Rating: Summary: Disappointing, but accomplished all the same Review: Toni Morrison's fiction has justifiably been heralded as some of the best existing within contemporary literature. In her newest novel, LOVE, Morrison weaves a simpler and more easily followed story than she did in PARADISE. Set in Up Beach, a dying resort town that once attracted the finest jazz musicians and their upper class followers, Morrison creates a tale of failed lives and dreams. Hotel owner Bill Cosey was powerful in life, and is even more powerful in death, as his mistakes and decisions live on in those who survived him and even in those who never knew him. The writing is elegantly exact, though I would expect nothing less from Morrison, but, in the voice of L, the italicized voice framing the novel, can become overly grand. At times, I couldn't help hearing the voice of Della Reese in "Touched By An Angel," the preachy, sentimental television show of a while back. Still, this novel is engrossing and surprisingly accessible. Until the second half, when Morrison fails to bring together the narratives into a powerful and convincing whole, this novel promised to be one of Morrison's best.
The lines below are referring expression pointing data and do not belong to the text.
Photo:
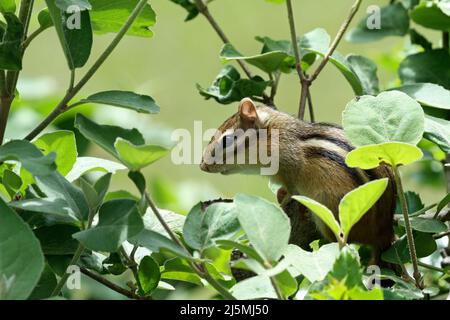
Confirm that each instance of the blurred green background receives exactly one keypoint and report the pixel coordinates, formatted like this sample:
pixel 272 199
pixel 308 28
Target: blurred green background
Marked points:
pixel 168 66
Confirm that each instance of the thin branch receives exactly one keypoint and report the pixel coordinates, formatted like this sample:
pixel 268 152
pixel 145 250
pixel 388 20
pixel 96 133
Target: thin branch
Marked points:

Part of my disappointment in this book comes from my expectations; Morrison is truly one of America's finest writers, and I had hoped to discover another literary tour de force. Instead, this novel feels small, not because of its relatively short length but because Morrison fails to take the reader beyond the specifics of her characters' lives. Even worse, the ending is neat, and somewhat forced, something I never would have expected from Morrison. Despite the novel's failings, it is still better than much of what is being published today. You won't find Morrison's masterpiece in LOVE, but you will find skilled writing and an often compelling story. Better than PARADISE but not nearly as accomplished as BELOVED, this novel is middling Morrison, something most other writers can only dream of accomplishing.
Rating: Summary: No Conclusion Review: Toni Morrison has a wonderful style of writing. The book Love flows and is engaging but, at the same time misleading. This is more a story of poverty and fear. Although I enjoyed the narration, I feel there is a missing chapter - no conclusion drawing the book together. What really happened to Heed, where is Christine, will Junior stay at the house? Perhaps the author intends that we should make up our own ending.
Rating: Summary: Passionate & amazing Review: The amazing Ms. Morrison has done it again! Not only is this the story of the complex delusions of Love between Bill Cosey and those around him, it also serves as a social commentary on the relations between the sexes and the races. Often overlooked, Ms. Morrison's social commentary through her literature is keen and passionate. This book captivated me and, as is usual for her exceptional works, kept me thinking (and still keeps me thinking) deeply & intensely about the multiple meanings and messages within its pages. I recommend this book, and others by the author, to readers who appreciate literary genius that makes you hunger for more. Namaste, Ms. Morrison! Thank you for your phenomenal work.